= I Was Lord Kitchener's Valet =

Clothing store in 1960s London

I Was Lord Kitchener's Valet is a clothing boutique which achieved fame in 1960s "Swinging London" by promoting antique military uniforms as fashion items.

I Was Lord Kitchener's Valet was opened by Ian Fisk and John Paul soon joined by Robert Orbach at 293 Portobello Road Notting Hill, London, in 1965. Among the shop's customers were Eric Clapton, Mick Jagger, John Lennon and Jimi Hendrix.
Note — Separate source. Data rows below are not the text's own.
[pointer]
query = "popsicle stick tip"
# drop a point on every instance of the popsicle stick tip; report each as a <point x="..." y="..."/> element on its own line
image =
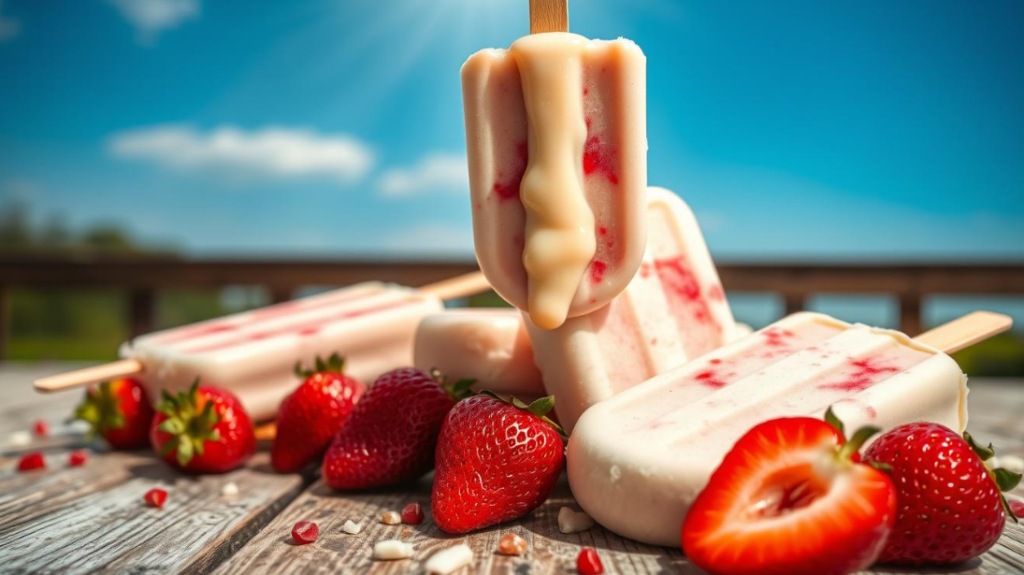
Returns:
<point x="967" y="330"/>
<point x="466" y="284"/>
<point x="94" y="374"/>
<point x="549" y="15"/>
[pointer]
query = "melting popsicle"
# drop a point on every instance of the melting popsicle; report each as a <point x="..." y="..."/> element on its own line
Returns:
<point x="556" y="138"/>
<point x="489" y="346"/>
<point x="637" y="460"/>
<point x="674" y="309"/>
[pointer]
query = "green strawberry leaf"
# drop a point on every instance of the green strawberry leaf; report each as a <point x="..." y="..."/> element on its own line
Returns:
<point x="1006" y="479"/>
<point x="985" y="453"/>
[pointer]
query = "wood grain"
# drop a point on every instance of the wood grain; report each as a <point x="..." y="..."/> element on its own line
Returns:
<point x="91" y="519"/>
<point x="549" y="15"/>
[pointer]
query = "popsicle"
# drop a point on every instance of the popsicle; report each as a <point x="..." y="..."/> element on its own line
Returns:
<point x="253" y="353"/>
<point x="556" y="139"/>
<point x="674" y="309"/>
<point x="487" y="345"/>
<point x="636" y="461"/>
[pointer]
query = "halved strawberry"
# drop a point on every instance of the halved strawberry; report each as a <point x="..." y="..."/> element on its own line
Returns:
<point x="788" y="498"/>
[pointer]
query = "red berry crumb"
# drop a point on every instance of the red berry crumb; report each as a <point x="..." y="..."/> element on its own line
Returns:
<point x="412" y="514"/>
<point x="78" y="457"/>
<point x="588" y="563"/>
<point x="32" y="461"/>
<point x="305" y="532"/>
<point x="1017" y="507"/>
<point x="156" y="497"/>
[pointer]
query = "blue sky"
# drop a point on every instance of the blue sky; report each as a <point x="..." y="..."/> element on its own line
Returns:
<point x="796" y="129"/>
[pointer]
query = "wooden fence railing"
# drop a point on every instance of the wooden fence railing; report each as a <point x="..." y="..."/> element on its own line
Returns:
<point x="142" y="278"/>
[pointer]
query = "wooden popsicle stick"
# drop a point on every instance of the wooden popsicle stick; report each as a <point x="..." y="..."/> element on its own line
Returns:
<point x="549" y="15"/>
<point x="966" y="332"/>
<point x="460" y="286"/>
<point x="104" y="372"/>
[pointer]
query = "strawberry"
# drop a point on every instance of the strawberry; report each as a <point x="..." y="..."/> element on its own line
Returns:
<point x="78" y="457"/>
<point x="203" y="430"/>
<point x="496" y="461"/>
<point x="32" y="461"/>
<point x="310" y="417"/>
<point x="589" y="563"/>
<point x="390" y="435"/>
<point x="788" y="498"/>
<point x="950" y="507"/>
<point x="119" y="411"/>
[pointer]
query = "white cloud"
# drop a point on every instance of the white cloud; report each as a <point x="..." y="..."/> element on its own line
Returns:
<point x="273" y="151"/>
<point x="9" y="28"/>
<point x="436" y="172"/>
<point x="153" y="16"/>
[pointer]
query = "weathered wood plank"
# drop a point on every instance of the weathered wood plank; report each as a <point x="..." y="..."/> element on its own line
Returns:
<point x="336" y="551"/>
<point x="994" y="406"/>
<point x="92" y="518"/>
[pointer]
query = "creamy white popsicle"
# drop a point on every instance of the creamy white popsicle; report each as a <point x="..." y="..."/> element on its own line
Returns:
<point x="487" y="345"/>
<point x="556" y="139"/>
<point x="253" y="354"/>
<point x="674" y="309"/>
<point x="636" y="461"/>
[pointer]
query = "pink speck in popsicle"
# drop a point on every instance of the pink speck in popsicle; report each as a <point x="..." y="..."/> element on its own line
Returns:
<point x="509" y="188"/>
<point x="715" y="294"/>
<point x="677" y="276"/>
<point x="865" y="374"/>
<point x="776" y="338"/>
<point x="710" y="379"/>
<point x="597" y="159"/>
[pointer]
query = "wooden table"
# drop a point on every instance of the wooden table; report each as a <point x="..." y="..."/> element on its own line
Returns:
<point x="92" y="519"/>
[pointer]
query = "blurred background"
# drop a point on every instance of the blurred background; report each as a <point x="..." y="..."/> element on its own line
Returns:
<point x="167" y="161"/>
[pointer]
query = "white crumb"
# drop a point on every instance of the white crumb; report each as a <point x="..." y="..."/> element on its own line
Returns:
<point x="19" y="439"/>
<point x="450" y="560"/>
<point x="391" y="549"/>
<point x="570" y="521"/>
<point x="1012" y="463"/>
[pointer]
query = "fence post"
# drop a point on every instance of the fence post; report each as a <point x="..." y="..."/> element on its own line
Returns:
<point x="794" y="302"/>
<point x="909" y="314"/>
<point x="4" y="319"/>
<point x="141" y="311"/>
<point x="279" y="295"/>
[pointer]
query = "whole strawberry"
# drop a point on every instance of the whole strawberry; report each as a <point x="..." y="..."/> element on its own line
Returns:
<point x="390" y="435"/>
<point x="203" y="430"/>
<point x="119" y="411"/>
<point x="496" y="461"/>
<point x="950" y="507"/>
<point x="791" y="498"/>
<point x="310" y="417"/>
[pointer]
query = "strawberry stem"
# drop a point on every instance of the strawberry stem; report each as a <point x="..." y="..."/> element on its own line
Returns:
<point x="858" y="440"/>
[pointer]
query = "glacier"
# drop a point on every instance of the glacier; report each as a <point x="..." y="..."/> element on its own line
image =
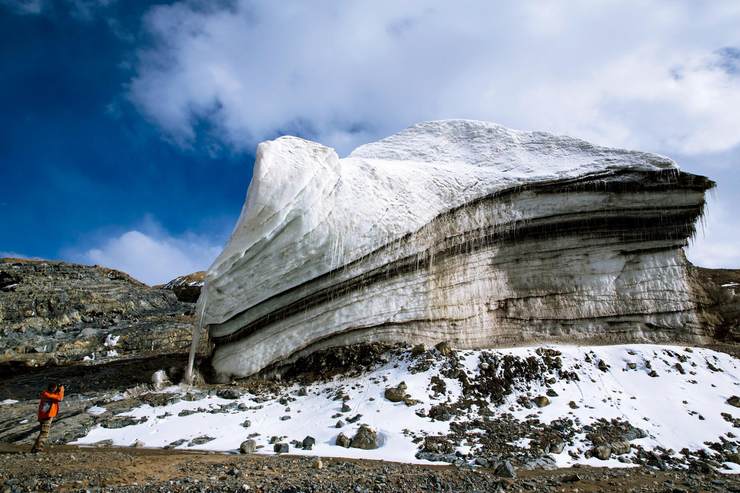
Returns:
<point x="455" y="230"/>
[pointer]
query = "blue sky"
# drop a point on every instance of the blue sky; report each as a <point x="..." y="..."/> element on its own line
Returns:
<point x="128" y="128"/>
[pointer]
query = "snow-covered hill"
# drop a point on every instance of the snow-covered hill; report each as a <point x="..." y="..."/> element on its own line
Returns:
<point x="600" y="405"/>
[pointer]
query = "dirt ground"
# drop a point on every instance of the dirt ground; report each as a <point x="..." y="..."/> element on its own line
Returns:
<point x="67" y="468"/>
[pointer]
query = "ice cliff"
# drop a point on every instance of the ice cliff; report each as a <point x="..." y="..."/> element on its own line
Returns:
<point x="454" y="230"/>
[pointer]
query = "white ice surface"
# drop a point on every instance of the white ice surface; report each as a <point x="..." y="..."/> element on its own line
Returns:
<point x="661" y="406"/>
<point x="308" y="211"/>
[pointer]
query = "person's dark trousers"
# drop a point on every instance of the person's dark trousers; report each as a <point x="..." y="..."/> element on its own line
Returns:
<point x="43" y="435"/>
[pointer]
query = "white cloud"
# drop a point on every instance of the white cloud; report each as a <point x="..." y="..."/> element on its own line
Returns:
<point x="150" y="254"/>
<point x="9" y="254"/>
<point x="638" y="74"/>
<point x="84" y="10"/>
<point x="717" y="244"/>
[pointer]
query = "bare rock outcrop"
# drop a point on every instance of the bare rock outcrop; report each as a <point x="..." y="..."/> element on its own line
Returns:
<point x="60" y="313"/>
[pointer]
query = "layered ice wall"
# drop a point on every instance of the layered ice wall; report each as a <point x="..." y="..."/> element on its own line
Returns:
<point x="454" y="230"/>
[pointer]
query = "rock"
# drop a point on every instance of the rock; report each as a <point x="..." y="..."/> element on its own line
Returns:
<point x="396" y="394"/>
<point x="418" y="350"/>
<point x="200" y="440"/>
<point x="443" y="348"/>
<point x="122" y="421"/>
<point x="365" y="438"/>
<point x="308" y="443"/>
<point x="176" y="443"/>
<point x="546" y="462"/>
<point x="446" y="187"/>
<point x="602" y="452"/>
<point x="557" y="447"/>
<point x="69" y="311"/>
<point x="343" y="440"/>
<point x="619" y="447"/>
<point x="281" y="448"/>
<point x="186" y="288"/>
<point x="248" y="446"/>
<point x="541" y="401"/>
<point x="505" y="470"/>
<point x="228" y="393"/>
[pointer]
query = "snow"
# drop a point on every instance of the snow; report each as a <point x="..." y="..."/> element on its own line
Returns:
<point x="667" y="407"/>
<point x="111" y="340"/>
<point x="96" y="410"/>
<point x="319" y="212"/>
<point x="314" y="223"/>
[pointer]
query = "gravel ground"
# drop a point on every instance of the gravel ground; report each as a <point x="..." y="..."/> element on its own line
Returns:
<point x="66" y="468"/>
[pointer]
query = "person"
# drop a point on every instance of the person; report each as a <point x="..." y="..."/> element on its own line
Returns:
<point x="48" y="409"/>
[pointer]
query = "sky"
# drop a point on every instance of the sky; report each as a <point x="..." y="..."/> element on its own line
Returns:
<point x="128" y="129"/>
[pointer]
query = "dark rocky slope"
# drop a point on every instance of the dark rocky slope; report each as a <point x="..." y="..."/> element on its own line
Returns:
<point x="56" y="313"/>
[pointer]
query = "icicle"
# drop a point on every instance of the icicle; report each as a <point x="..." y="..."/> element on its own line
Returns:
<point x="197" y="329"/>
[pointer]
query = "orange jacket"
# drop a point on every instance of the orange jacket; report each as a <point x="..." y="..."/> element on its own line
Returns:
<point x="49" y="404"/>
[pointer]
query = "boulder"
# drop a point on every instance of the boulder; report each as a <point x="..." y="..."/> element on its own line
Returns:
<point x="365" y="438"/>
<point x="248" y="446"/>
<point x="343" y="440"/>
<point x="505" y="470"/>
<point x="308" y="443"/>
<point x="602" y="452"/>
<point x="396" y="394"/>
<point x="281" y="448"/>
<point x="541" y="401"/>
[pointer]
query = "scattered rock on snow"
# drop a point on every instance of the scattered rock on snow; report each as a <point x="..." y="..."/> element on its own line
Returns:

Robert Orbach arranged for his ex boss Warren Gold aka Lord John to rent the shop in Wardour Street to John Paul. Another new branch of Kitchener's was opened in Foubert's Place, off Carnaby Street, also arranged by Orbach selling militaria and Swinging London novelty items, that was rented from Henry Moss and Harry Fox of Lady Jane fame.

In 1967 two more Kitchener's outlets opened on Carnaby Street and later expanded to sites in Piccadilly Circus and then King's Road (where the shop was named I Was Lord Kitchener's Thing). The military uniforms on sale largely consisted of scarlet tunics derived from pre-1914 stocks that had been withdrawn from regular army use upon the outbreak of World War I.

In the summer of 1967, Fisk and Paul dissolved their partnership. Fisk took sole ownership of the Portobello road premises, which became the Injun Dog head-shop (subtitled Once I Was Lord Kitchener's Valet).

The last Kitchener's outlet in Coventry Street closed its doors in 1977, but is still remembered as an important Swinging Sixties boutique.

The New Vaudeville Band recorded a song titled "I Was Lord Kitchener's Valet", in tribute to the shop, which didn't chart.

In 2021, John Paul relaunched I Was Lord Kitchener's Valet as an online boutique.